# Need Baby Gate for Stairs - But Have Brick Wall



## not_telling (Mar 31, 2008)

DS has just figured out crawling, so we're trying to figure out "baby-proofing." We'd like to get gates for the tops of our two staircases - though the staircase that leads right into our bedroom on the third floor (which DS currently shares with us) is the priority right now. We live in a twin home, so the wall along our staircases is a common wall between our home and the home that is attached to us. I believe it is brick. The staircase wall that leads to our bedroom has drywall over it (it was renovated about a year ago), but I don't think the drywall is attached to anything substantial enough to be considered a true "stud."

I know top-of-the-stair gates need to be mounted with hardware. Can any gate be mounted to a wall like ours?
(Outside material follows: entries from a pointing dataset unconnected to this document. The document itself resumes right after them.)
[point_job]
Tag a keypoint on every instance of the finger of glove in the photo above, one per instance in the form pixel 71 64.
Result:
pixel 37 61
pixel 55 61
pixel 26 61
Also, I can see the "repaired" holes where the family who lived here before us had their stair gates installed for the stairs that lead to the second floor (this wall just has plaster over the brick, as far as I can tell). Would we not want to screw into the old holes (probably just filled with some spackle)?


----------



## Nimbus (Feb 26, 2007)

I haven't installed a baby gate in brick, but here are my suggestions...
I would start with new holes so you know what gauge of screw to use (should match the anchors.) You'll also need to use a masonry drill bit to bore new holes and masonry anchors to assure the screws stay firmly in place. It might be a bit more trouble than installing into drywall or studs, but I'm sure it's worth the peac of mind! Best of luck.


----------